We propose a novel 4J InGaP/InGaAs-GaAsP MQW/InGaAsNSb/Ge solar cell design, which can provide optimum efficiency under the influence of space irradiation. Under 1-sun AM0 spectrum, the device efficiency is obtained to be 40 %. The impact of carrier removal and deep level traps on the device parameters (J_sc, V_oc, and η) is mainly emphasized in this paper. Using APSYS from crosslight Inc, the trap related parameters are defined for each trap concentration from 1 × 10¹³ cm⁻³ to 1 × 10¹⁸ cm⁻³. The multiple quantum wells (MQW) inserted in the intrinsic region of the GaAs p-i-n subcell provided a strong electric field for carrier collection. The visualization of carrier removal effect on device electric field became possible using 3D surface and 2D contour plots. Finally, we present EQE of each subcell, peak efficiency value, and maximum power for the proposed device. With the inclusion of 1 × 10⁴ cm/s surface recombination velocity, 1 × 10¹⁶ cm⁻³ trap concentration, 1 × 10¹⁶ cm⁻³ background doping in the MQW intrinsic region, the peak efficiency is obtained to be 46 % at 600 sun concentration.

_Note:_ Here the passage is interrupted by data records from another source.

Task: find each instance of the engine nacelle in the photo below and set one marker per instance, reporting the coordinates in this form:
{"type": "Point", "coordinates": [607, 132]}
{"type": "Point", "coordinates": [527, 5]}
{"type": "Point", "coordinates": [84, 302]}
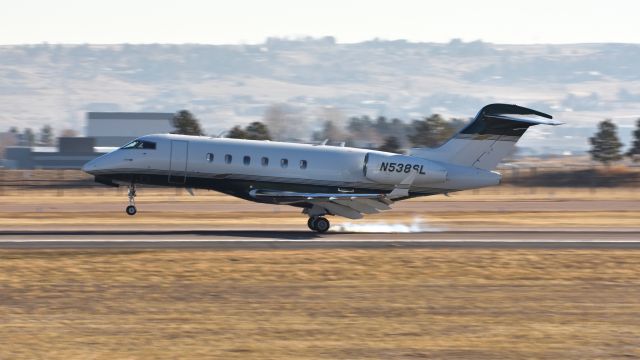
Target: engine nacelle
{"type": "Point", "coordinates": [395, 168]}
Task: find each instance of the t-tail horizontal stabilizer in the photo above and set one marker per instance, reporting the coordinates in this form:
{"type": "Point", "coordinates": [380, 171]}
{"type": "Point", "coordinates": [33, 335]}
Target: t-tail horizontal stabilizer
{"type": "Point", "coordinates": [489, 138]}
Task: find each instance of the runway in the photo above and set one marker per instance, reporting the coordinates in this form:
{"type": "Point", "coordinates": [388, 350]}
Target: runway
{"type": "Point", "coordinates": [295, 239]}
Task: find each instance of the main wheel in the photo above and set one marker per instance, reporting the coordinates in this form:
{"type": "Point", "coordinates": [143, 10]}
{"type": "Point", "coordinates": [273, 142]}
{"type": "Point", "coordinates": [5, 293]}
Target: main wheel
{"type": "Point", "coordinates": [311, 223]}
{"type": "Point", "coordinates": [322, 225]}
{"type": "Point", "coordinates": [131, 210]}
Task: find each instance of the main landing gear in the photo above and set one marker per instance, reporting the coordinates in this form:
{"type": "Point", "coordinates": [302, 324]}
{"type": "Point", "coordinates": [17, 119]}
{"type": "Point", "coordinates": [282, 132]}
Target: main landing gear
{"type": "Point", "coordinates": [131, 209]}
{"type": "Point", "coordinates": [319, 224]}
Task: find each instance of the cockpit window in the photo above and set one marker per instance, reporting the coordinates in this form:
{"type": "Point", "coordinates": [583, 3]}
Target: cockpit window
{"type": "Point", "coordinates": [140, 144]}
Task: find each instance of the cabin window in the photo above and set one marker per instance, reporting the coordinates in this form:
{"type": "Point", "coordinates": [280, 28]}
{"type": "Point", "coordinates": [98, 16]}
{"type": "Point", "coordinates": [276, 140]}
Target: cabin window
{"type": "Point", "coordinates": [148, 145]}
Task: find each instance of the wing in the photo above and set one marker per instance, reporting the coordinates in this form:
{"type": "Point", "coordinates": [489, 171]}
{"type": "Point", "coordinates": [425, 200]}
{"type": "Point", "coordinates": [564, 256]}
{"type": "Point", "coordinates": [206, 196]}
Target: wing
{"type": "Point", "coordinates": [351, 206]}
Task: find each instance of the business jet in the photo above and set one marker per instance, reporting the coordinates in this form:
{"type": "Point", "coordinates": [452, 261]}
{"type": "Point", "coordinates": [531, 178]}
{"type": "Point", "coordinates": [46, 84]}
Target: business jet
{"type": "Point", "coordinates": [320, 179]}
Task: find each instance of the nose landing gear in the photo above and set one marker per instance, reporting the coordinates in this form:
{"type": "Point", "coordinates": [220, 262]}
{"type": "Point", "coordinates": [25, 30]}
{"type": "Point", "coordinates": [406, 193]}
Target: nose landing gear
{"type": "Point", "coordinates": [131, 209]}
{"type": "Point", "coordinates": [319, 224]}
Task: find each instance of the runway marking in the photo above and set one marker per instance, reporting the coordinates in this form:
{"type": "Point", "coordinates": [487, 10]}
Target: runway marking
{"type": "Point", "coordinates": [232, 240]}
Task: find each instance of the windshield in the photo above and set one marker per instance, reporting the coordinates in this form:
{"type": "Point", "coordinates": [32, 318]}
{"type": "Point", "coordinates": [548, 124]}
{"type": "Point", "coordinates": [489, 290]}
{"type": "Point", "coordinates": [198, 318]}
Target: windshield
{"type": "Point", "coordinates": [140, 144]}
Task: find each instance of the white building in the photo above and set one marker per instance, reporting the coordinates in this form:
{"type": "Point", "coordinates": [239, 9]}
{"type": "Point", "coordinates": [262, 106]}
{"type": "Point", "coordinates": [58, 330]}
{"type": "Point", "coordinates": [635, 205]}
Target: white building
{"type": "Point", "coordinates": [119, 128]}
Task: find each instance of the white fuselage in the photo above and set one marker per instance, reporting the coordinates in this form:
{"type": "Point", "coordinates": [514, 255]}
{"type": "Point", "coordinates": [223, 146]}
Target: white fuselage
{"type": "Point", "coordinates": [203, 162]}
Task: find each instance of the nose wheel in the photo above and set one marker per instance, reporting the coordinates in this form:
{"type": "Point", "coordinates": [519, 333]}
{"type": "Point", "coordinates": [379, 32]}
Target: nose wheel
{"type": "Point", "coordinates": [131, 209]}
{"type": "Point", "coordinates": [319, 224]}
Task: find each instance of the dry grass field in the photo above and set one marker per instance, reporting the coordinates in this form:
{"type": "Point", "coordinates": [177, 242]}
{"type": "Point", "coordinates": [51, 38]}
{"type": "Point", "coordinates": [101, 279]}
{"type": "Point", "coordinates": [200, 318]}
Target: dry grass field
{"type": "Point", "coordinates": [320, 304]}
{"type": "Point", "coordinates": [498, 207]}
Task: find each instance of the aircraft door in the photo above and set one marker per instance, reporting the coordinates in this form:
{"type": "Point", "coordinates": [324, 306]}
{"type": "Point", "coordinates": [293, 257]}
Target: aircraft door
{"type": "Point", "coordinates": [178, 163]}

我们提出了一种新颖的 4J InGaP/InGaAs-GaAsP MQW/InGaAsNSb/Ge 太阳能电池设计，它可以在空间辐射的影响下提供最佳效率。在 1-sun AM0 光谱下，器件效率达到 40%。本文主要强调载流子去除和深能级陷阱对器件参数（J _sc、V _oc和η）的影响。使用来自 crosslight Inc 的 APSYS，为从 1 × 10 ¹³  cm ^-3到 1 × 10 ¹⁸  cm ^{-3 的}每个陷阱浓度定义陷阱相关参数. 插入 GaAs pin 子电池本征区的多个量子阱 (MQW) 为载流子收集提供了强电场。使用 3D 表面和 2D 等高线图可以可视化载流子去除对器件电场的影响。最后，我们展示了每个子电池的 EQE、峰值效率值和建议设备的最大功率。通过在 MQW 本征区中包含 1 × 10 ⁴  cm / s 表面复合速度、1 × 10 ¹⁶  cm ^-3陷阱浓度、1 × 10 ¹⁶  cm ^-3背景掺杂，在600 日光浓度。